Paracetamol is a common antipyretic agent that is safe in therapeutic doses, but can produce fatal hepatic necrosis in man, rats and mice with toxic doses.[1617] PCM toxicity is due to the formation of toxic metabolites when a part of it is metabolized by cytochrome P-450.[18] Introduction of cytochrome or depletion of hepatic glutathione is a prerequisite for PCM-induced hepatotoxicity. Due to liver damage, cellular leakage and loss of functional integrity results elevated serum enzymes levels.[19]

In the present study, PCM was caused significant elevation in the levels of SGOT, SGPT, SALP, total and direct bilirubin and triglycerides. Pretreatment with ethanolic extract was found to be significantly reversing PCM induced changes.
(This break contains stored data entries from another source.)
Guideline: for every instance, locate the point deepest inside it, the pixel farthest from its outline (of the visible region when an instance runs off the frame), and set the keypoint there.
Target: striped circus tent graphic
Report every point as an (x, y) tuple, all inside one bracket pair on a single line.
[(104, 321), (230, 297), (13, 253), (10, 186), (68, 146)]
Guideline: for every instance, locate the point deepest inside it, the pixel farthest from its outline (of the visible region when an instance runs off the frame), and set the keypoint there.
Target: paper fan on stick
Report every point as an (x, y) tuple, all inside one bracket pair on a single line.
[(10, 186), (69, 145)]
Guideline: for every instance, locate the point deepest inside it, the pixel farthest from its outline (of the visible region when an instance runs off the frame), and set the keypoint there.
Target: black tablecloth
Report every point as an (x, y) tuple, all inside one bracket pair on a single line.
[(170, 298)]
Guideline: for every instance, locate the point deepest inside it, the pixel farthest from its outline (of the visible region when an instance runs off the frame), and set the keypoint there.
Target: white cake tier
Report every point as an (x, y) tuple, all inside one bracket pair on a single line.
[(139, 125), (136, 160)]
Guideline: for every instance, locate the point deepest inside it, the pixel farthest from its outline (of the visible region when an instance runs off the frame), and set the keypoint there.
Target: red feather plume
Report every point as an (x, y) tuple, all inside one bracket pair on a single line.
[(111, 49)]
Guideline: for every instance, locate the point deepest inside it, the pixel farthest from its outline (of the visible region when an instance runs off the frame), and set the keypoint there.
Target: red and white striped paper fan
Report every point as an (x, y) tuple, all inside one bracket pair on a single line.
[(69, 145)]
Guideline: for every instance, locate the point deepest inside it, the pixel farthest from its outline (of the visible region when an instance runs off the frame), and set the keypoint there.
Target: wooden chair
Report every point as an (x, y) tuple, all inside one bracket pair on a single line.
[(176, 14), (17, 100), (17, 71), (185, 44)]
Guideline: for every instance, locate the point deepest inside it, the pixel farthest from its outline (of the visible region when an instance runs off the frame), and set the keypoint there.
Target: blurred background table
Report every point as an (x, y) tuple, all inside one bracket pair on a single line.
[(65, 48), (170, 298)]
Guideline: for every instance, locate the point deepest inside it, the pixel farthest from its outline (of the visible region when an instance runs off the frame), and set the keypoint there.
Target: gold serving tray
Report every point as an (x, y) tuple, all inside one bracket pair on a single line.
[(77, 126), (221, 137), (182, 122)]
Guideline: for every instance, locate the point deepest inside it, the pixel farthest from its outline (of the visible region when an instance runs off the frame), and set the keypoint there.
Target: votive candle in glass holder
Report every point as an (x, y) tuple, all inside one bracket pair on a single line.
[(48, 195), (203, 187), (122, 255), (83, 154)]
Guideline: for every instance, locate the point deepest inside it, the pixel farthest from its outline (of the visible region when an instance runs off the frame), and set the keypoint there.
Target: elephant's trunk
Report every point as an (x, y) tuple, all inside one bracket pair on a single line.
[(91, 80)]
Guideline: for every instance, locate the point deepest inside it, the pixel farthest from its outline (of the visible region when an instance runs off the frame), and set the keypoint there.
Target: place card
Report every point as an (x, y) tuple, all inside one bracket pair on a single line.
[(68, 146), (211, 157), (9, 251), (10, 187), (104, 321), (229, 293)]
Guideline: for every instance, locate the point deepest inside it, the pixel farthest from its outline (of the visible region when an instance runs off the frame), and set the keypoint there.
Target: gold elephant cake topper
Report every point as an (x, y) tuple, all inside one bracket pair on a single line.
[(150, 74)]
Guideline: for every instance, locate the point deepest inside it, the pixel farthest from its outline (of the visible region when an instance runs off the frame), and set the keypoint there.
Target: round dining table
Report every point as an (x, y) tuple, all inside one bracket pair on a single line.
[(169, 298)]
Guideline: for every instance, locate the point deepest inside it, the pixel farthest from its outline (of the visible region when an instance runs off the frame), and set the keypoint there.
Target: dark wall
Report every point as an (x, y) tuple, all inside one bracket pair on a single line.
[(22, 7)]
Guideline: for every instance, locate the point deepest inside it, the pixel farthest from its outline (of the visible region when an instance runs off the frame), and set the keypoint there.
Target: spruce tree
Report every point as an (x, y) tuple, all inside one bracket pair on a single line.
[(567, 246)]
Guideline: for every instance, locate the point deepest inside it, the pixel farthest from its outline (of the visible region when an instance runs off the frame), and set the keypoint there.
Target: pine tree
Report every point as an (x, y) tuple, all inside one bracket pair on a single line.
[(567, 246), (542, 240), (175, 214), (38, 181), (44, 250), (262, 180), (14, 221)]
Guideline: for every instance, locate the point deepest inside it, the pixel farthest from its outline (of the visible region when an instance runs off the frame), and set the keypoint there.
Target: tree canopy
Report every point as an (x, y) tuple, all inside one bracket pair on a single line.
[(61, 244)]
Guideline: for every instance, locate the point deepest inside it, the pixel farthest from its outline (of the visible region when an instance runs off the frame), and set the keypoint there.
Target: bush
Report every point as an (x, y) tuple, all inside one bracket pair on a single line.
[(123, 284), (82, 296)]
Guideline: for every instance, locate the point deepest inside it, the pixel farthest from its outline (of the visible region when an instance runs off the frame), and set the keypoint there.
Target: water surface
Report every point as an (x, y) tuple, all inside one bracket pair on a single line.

Hence, a reduction in the levels of these enzymes demonstrates membrane stabilizing activity of the extract. Reduction in the levels of SGOT and SGPT towards the normal value is an indication of the regeneration process. The histological examination of the liver sections reveals that the normal cellular architecture was retained when compared to silymarin, thereby confirming the protective effect of the extract. Various phytoconstituents such as alkaloids, flavonoids and other phenolic constituents present in ethanolic extract of roots of P. odoratissimus could be responsible for the membrane stabilizing activity.

Conclusion

Ethanolic extract of roots of P. odoratissimus has dose dependent hepatoprotective action upon PCM induced hepatotoxicity in rats, which may be attributed because of the presence of the phytoconstituents such as alkaloids, flavonoids, glycosides, etc., However, there is a need to identify the exact mechanism (s) and active phytoconstituent (s) involved in this effect for future studies.